One consequence of taking this hard stance means that I do firmly believe, in a literal sense, that my dad does continue to live on now - not in a heaven, or an embodied afterilfe, but in the minds of all of us in this room that he imprinted himself upon. Maybe in a degraded, copy-of-a-copy, Michael Keaton's multiplicity pizza-in-the-wallet sort of way. But he's still in there, and still gets to look out at the world and experience new things.


And so in light of that, I'd like to share some of the times that I feel his presence most strongly:


I want to leave you with two final memories:


One afternoon, a few months before he moved to Arbor Terrace, and well after Alzheimers had started to affect him, he came across a book my mom was reading, "Tomorrow and tomorrow and tomorrow". He looked at the title of the book and continued the quote from Macbeth:

"Creeps in this petty pace from day to day"
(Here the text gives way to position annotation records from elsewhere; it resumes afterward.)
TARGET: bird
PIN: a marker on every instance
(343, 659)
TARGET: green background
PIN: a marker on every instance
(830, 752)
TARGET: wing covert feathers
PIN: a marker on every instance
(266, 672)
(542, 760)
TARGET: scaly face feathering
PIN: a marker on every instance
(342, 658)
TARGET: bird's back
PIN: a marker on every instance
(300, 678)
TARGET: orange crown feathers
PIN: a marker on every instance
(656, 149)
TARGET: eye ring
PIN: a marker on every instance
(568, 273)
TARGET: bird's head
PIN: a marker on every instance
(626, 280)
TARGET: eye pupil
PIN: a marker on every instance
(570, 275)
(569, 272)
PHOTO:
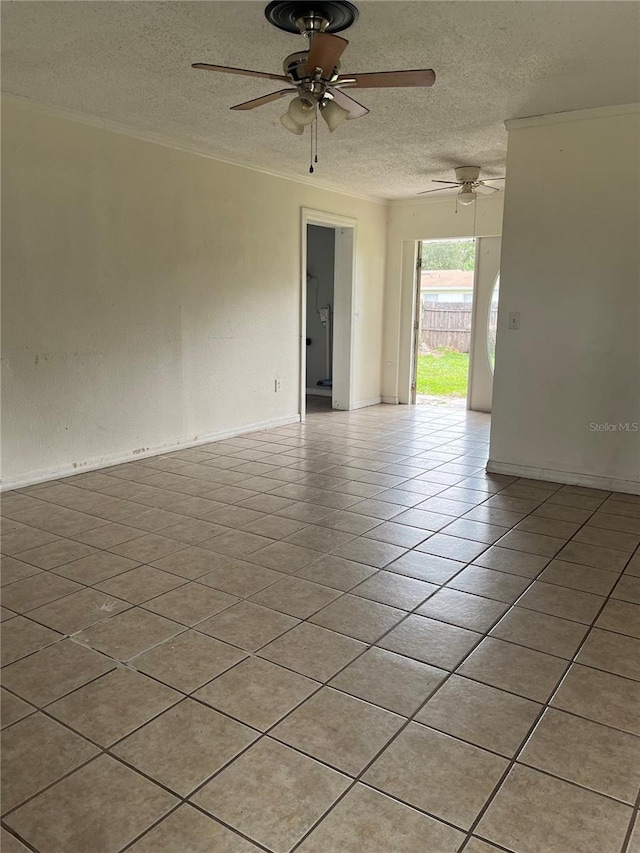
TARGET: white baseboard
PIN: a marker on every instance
(362, 404)
(570, 478)
(30, 478)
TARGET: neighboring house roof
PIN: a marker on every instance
(446, 280)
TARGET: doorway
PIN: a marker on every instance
(443, 320)
(326, 318)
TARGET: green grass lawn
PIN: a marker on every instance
(443, 374)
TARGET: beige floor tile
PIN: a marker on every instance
(540, 631)
(129, 633)
(10, 844)
(96, 568)
(593, 555)
(488, 583)
(21, 637)
(295, 597)
(190, 603)
(367, 814)
(514, 562)
(600, 696)
(480, 714)
(36, 752)
(12, 570)
(55, 553)
(140, 584)
(607, 538)
(236, 543)
(335, 572)
(358, 617)
(187, 829)
(453, 547)
(555, 600)
(147, 549)
(339, 730)
(463, 609)
(12, 708)
(394, 682)
(108, 535)
(272, 794)
(35, 591)
(113, 705)
(52, 672)
(612, 652)
(185, 745)
(247, 625)
(190, 563)
(581, 751)
(430, 641)
(535, 813)
(575, 576)
(532, 543)
(257, 692)
(627, 589)
(313, 651)
(449, 779)
(621, 616)
(71, 816)
(516, 669)
(369, 552)
(187, 661)
(395, 590)
(78, 611)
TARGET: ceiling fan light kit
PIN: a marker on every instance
(313, 75)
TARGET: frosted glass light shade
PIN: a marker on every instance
(302, 111)
(292, 125)
(333, 114)
(466, 196)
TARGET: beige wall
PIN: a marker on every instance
(409, 222)
(151, 296)
(571, 268)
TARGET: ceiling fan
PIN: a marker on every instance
(468, 179)
(313, 75)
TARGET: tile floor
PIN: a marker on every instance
(339, 637)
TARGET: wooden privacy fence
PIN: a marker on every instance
(447, 325)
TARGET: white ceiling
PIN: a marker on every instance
(128, 62)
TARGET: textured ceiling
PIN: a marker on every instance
(128, 62)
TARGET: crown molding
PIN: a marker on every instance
(571, 115)
(179, 145)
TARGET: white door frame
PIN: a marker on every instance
(343, 302)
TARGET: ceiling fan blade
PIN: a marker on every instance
(265, 99)
(355, 109)
(483, 189)
(438, 190)
(385, 79)
(324, 53)
(243, 71)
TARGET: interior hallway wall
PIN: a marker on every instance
(566, 398)
(321, 243)
(151, 296)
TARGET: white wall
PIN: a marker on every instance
(151, 296)
(320, 264)
(409, 222)
(570, 267)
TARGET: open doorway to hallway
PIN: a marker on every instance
(321, 247)
(443, 320)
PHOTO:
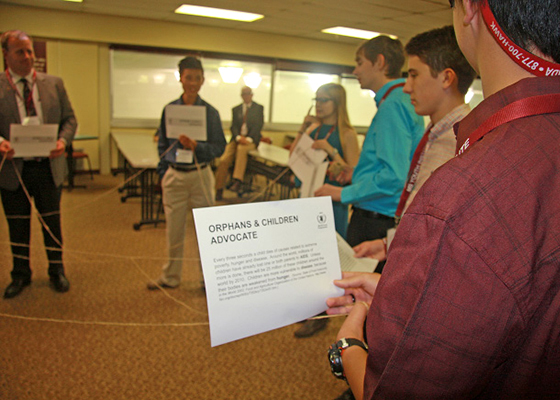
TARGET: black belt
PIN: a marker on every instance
(35, 159)
(187, 168)
(370, 214)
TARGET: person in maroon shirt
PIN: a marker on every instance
(469, 302)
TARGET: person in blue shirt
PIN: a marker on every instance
(378, 179)
(187, 178)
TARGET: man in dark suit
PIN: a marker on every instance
(32, 98)
(246, 124)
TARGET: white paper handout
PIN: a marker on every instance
(314, 181)
(185, 120)
(305, 159)
(33, 140)
(266, 265)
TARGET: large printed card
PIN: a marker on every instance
(266, 265)
(185, 120)
(33, 140)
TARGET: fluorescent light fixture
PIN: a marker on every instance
(217, 13)
(317, 80)
(252, 79)
(351, 32)
(230, 74)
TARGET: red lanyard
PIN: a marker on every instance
(328, 133)
(530, 62)
(13, 85)
(417, 159)
(390, 90)
(536, 105)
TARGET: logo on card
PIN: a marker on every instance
(322, 220)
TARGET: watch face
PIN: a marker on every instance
(335, 361)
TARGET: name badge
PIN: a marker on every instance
(184, 156)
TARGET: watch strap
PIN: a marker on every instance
(335, 354)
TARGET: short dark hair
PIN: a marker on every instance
(391, 49)
(529, 23)
(439, 49)
(190, 62)
(14, 34)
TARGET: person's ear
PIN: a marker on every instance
(470, 11)
(380, 62)
(448, 78)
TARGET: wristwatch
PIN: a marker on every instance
(335, 354)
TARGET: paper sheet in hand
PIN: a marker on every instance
(350, 263)
(305, 159)
(309, 184)
(185, 120)
(266, 265)
(33, 140)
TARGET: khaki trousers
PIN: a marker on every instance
(182, 191)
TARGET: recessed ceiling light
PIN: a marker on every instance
(351, 32)
(217, 13)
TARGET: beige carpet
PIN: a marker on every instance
(110, 338)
This morning I looked up the rest of this quote (because I don't have the memory for Shakespeare that he maintained when he could no longer remember his own address). It seemed serendipitously relevant, so I wanted to share it with you now:

Tomorrow, and tomorrow, and tomorrow,
Creeps in this petty pace from day to day,
To the last syllable of recorded time;
And all our yesterdays have lighted fools
The way to dusty death. Out, out, brief candle!
Life's but a walking shadow, a poor player,
That struts and frets his hour upon the stage,
And then is heard no more. It is a tale
Told by an idiot, full of sound and fury,
Signifying nothing.


And finally, and in contrast:

There was a story that we read together when I was a kid that told of two friends, one religious and the other a nihilist. The nihilist says that nothing matters, that life is pointless, and that we should take it less seriously. Later, the nihilist witnesses a child who is drowning and jumps in to save him. The religious friend asks why he did that, if nothing matters, and the nihilist responds:

"Well, I might be wrong".


My dad loved that story when we read it. In fact I made him a shirt for his birthday one year with that quote on it! But at the time I didn't fully understand its significance in the way he did. I think, or at least like to think, that now I do. Take the joke seriously. Realize it's just for show, that it signifies nothing, but decide to act anyway. Learn as much as you can about the world, and never forget that you might be wrong.